O Secretário Regional Adjunto da Presidência para as Relações Externas afirmou hoje, em Ponta Delgada, que a “linha condutora” da estratégia para reforçar a Açorianidade em Santa Catarina, no sul do Brasil, passa pela difusão da cultura e da educação.

“A estratégia passa muito pela educação, pela presença dos Açores nas escolas, pela divulgação da cultura açoriana”, salientou Rui Bettencourt, em declarações no final de uma reunião com a Presidente da Fundação Catarinense de Cultura, Ana Lúcia Coutinho, e com a Superintendente da Fundação Cultural de Florianópolis ‘Franklin Cascaes’, Roseli Maria Pereira.
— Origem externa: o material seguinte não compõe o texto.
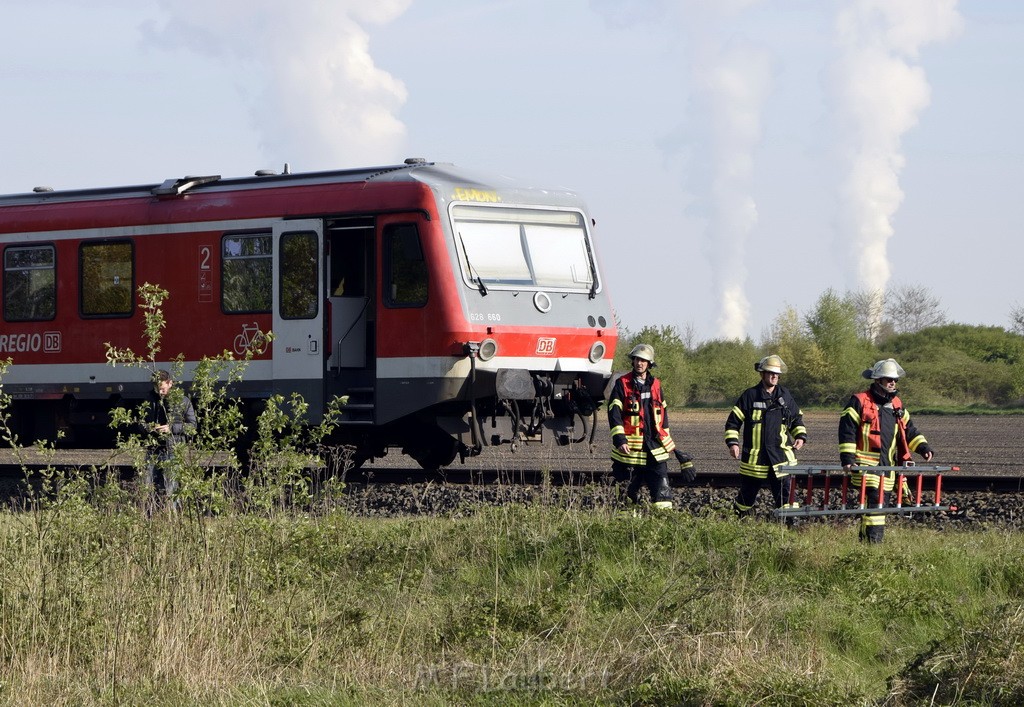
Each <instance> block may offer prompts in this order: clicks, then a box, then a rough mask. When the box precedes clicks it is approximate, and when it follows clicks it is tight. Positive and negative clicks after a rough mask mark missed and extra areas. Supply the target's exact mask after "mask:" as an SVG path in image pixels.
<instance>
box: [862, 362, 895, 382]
mask: <svg viewBox="0 0 1024 707" xmlns="http://www.w3.org/2000/svg"><path fill="white" fill-rule="evenodd" d="M860 375H862V376H864V377H865V378H870V379H872V380H877V379H879V378H895V379H897V380H899V379H900V378H902V377H903V376H905V375H906V371H904V370H903V367H902V366H900V365H899V364H898V363H896V359H886V360H884V361H878V362H876V364H874V365H873V366H871V367H870V368H869V369H867V370H866V371H864V372H863V373H861V374H860Z"/></svg>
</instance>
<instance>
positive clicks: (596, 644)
mask: <svg viewBox="0 0 1024 707" xmlns="http://www.w3.org/2000/svg"><path fill="white" fill-rule="evenodd" d="M893 531H895V532H896V533H895V535H894V540H896V542H893V543H890V544H887V545H884V546H877V547H865V546H863V545H861V544H859V543H857V542H856V540H855V539H854V537H853V534H851V533H849V532H848V529H837V528H835V527H833V526H826V525H813V526H810V527H807V528H805V529H804V530H803V531H802V532H799V533H794V532H788V531H786V530H785V529H784V528H782V527H780V526H776V525H766V524H762V523H750V522H739V521H735V519H732V518H730V517H723V518H716V517H703V518H699V517H693V516H690V515H687V514H684V513H655V514H650V515H647V514H641V515H639V516H638V515H632V514H630V515H623V514H617V513H615V512H608V511H603V510H601V509H597V510H591V511H585V512H584V511H566V510H564V509H560V508H555V507H550V506H548V507H545V506H539V505H538V506H507V507H487V508H476V509H475V510H474V512H472V513H470V514H468V515H466V516H464V517H459V518H440V517H421V518H404V519H398V521H382V519H370V518H362V519H359V518H353V517H350V516H348V515H346V514H344V513H339V512H328V513H319V514H315V515H305V514H288V515H286V514H278V515H273V516H265V515H253V514H244V513H230V512H229V513H225V514H224V515H221V516H216V517H214V516H205V517H202V518H195V519H188V518H186V517H184V516H182V515H158V516H153V517H146V516H145V515H144V514H141V513H138V512H136V511H134V510H131V509H122V510H113V509H105V510H101V509H99V508H97V507H96V506H95V505H93V504H88V503H87V504H84V505H82V506H81V507H79V508H78V509H76V511H75V512H65V510H62V509H58V508H51V509H47V510H37V511H33V512H31V513H24V512H23V513H14V512H4V513H0V551H2V553H3V556H4V558H5V562H4V563H3V564H0V607H2V608H3V611H0V631H2V632H3V635H5V636H7V639H6V640H5V642H4V644H3V649H2V651H0V657H2V659H3V660H4V663H5V666H6V668H5V676H4V682H3V685H2V688H0V690H2V691H3V696H4V698H5V699H7V700H14V699H15V696H16V699H17V700H18V701H22V702H27V703H32V704H48V703H53V702H63V703H71V702H74V703H75V704H112V703H114V704H125V703H130V704H136V703H140V702H146V703H156V704H161V703H162V704H180V703H208V702H215V703H232V704H233V703H245V702H260V703H270V704H273V703H275V701H278V702H280V703H282V704H286V703H288V704H292V703H297V704H324V703H331V702H332V701H335V702H342V703H351V704H366V703H375V704H386V703H394V702H400V701H409V699H410V696H415V701H416V702H417V703H418V704H495V705H497V704H583V703H586V704H609V703H615V704H617V703H629V704H645V705H658V704H767V705H791V704H805V705H846V704H892V705H909V704H932V703H935V704H953V703H959V704H1017V703H1019V702H1020V701H1021V699H1022V698H1024V660H1022V658H1021V654H1020V651H1019V650H1018V646H1019V644H1020V642H1021V641H1022V640H1024V613H1022V612H1021V609H1020V581H1021V577H1022V576H1024V571H1022V570H1021V568H1024V540H1022V539H1021V537H1020V536H1019V535H1018V534H1011V533H1006V534H1004V533H995V532H984V533H963V534H956V535H951V534H949V533H939V532H933V531H927V530H919V529H914V528H912V527H906V526H901V527H899V528H898V529H897V528H894V529H893ZM896 535H898V538H897V537H896ZM906 547H912V548H913V552H912V553H908V552H906V550H905V548H906Z"/></svg>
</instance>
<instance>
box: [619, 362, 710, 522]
mask: <svg viewBox="0 0 1024 707" xmlns="http://www.w3.org/2000/svg"><path fill="white" fill-rule="evenodd" d="M630 361H631V362H632V367H633V370H632V371H630V372H629V373H627V374H625V375H623V376H620V377H618V379H617V380H615V384H614V386H613V387H612V389H611V396H610V397H609V399H608V426H609V427H610V428H611V471H612V475H613V476H614V477H615V480H617V481H626V480H627V479H629V480H630V483H629V486H628V487H627V489H626V495H627V497H628V498H629V499H630V500H631V501H633V502H634V503H636V502H638V500H639V495H640V489H641V487H643V486H644V485H646V486H647V490H648V492H649V493H650V499H651V502H652V503H653V505H654V507H655V508H672V490H671V489H670V488H669V464H668V461H669V458H670V457H671V456H673V455H675V457H676V459H677V460H678V461H679V466H680V471H681V472H682V474H683V479H684V480H685V481H687V482H692V481H693V480H694V479H695V477H696V471H695V469H694V468H693V460H692V458H691V457H690V456H689V455H687V454H683V453H682V452H681V451H679V450H677V449H676V443H675V442H673V440H672V434H671V432H670V431H669V408H668V405H666V403H665V398H664V397H663V394H662V382H660V381H659V380H658V379H657V378H655V377H654V375H653V374H652V373H651V372H650V369H651V368H653V367H654V349H653V347H651V346H650V345H648V344H645V343H641V344H637V345H636V346H634V347H633V350H631V351H630Z"/></svg>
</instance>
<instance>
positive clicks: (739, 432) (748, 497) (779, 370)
mask: <svg viewBox="0 0 1024 707" xmlns="http://www.w3.org/2000/svg"><path fill="white" fill-rule="evenodd" d="M754 370H755V371H757V372H758V373H760V374H761V382H760V383H758V384H757V385H755V386H753V387H750V388H746V390H744V391H743V392H742V394H740V396H739V398H738V399H737V400H736V404H735V405H734V406H733V408H732V411H731V412H730V413H729V417H728V419H727V420H726V421H725V444H726V446H727V447H728V449H729V454H730V455H732V458H733V459H738V460H739V493H738V494H736V500H735V502H734V504H733V507H734V508H735V510H736V512H737V513H738V514H739V515H746V514H749V513H750V512H751V510H752V509H753V508H754V504H755V503H756V502H757V499H758V493H759V492H760V491H761V488H762V487H763V486H764V484H765V482H767V483H768V486H769V488H770V489H771V495H772V500H773V501H774V502H775V507H776V508H780V507H781V506H782V491H783V489H782V482H783V480H784V479H785V477H786V476H788V475H790V474H788V473H786V472H785V470H784V469H785V467H786V466H793V465H794V464H796V463H797V455H796V454H795V452H796V451H798V450H800V449H801V448H803V446H804V444H805V443H806V442H807V428H806V427H805V426H804V413H803V412H802V411H801V410H800V406H799V405H797V401H796V400H795V399H794V397H793V393H791V392H790V391H788V390H787V389H786V388H784V387H782V386H781V385H779V384H778V383H779V378H780V376H781V375H782V374H783V373H785V371H786V366H785V363H784V362H783V361H782V359H781V358H780V357H779V356H778V355H776V353H771V355H769V356H766V357H765V358H763V359H761V360H760V361H758V362H757V363H755V364H754Z"/></svg>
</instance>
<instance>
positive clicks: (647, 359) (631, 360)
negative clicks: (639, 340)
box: [630, 343, 654, 366]
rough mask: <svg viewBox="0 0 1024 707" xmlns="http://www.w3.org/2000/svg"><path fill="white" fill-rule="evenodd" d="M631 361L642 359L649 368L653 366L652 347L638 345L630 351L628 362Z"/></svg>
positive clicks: (638, 343) (642, 345) (653, 350)
mask: <svg viewBox="0 0 1024 707" xmlns="http://www.w3.org/2000/svg"><path fill="white" fill-rule="evenodd" d="M633 359H643V360H644V361H646V362H647V363H649V364H650V365H651V366H653V365H654V347H653V346H651V345H649V344H646V343H638V344H637V345H636V346H634V347H633V350H632V351H630V361H632V360H633Z"/></svg>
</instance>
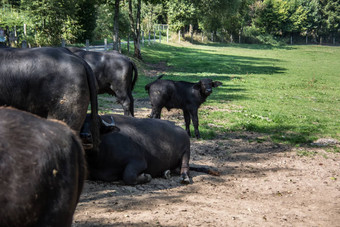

Rui Bettencourt frisou que o Estado de Santa Catarina é “particularmente importante porque lá habitam Açorianos, e Açorianos de grande ligação aos Açores”, sublinhando que se trata de “Açorianos de quarta, quinta e sexta geração” e de “algumas gerações de há 270 anos”.

“O que é interessantíssimo neste Estado brasileiro de Santa Catarina é que são Açorianos que assumem ser Açorianos, desejam e têm orgulho de ser Açorianos”, afirmou.

O titular da pasta das Relações Externas considerou ainda que “há uma dimensão que necessita de ser reforçada”, que é a questão económica e dos intercâmbios económicos, nomeadamente no turismo e noutras áreas da economia, frisando que a questão cultural identitária dos Açorianos “é muitíssimo importante”.

“Gostei muito de ouvir as duas responsáveis dizer que há um movimento na sociedade, e não são episódios isolados, há um movimento na sociedade, de fundo, que afirma a sua ligação aos Açores, nomeadamente nos jovens” afirmou o governante, salientando que isso é “muito interessante” e que o assunto foi abordado na reunião, assim como as estratégias que estão em causa para implementar e reforçar a Açorianidade em Santa Catarina.

O Secretário Regional recordou que, no ano passado, o Presidente do Governo dos Açores visitou aquele estado brasileiro, que declarou 2018 como 'Ano dos Açores', e no qual se comemorou o 270.º aniversário da chegada dos primeiros Açorianos a Santa Catarina, considerando que ali se está “no meio daquilo que é ser Açoriano, com grande apego aos Açores e um grande amor aos Açores”.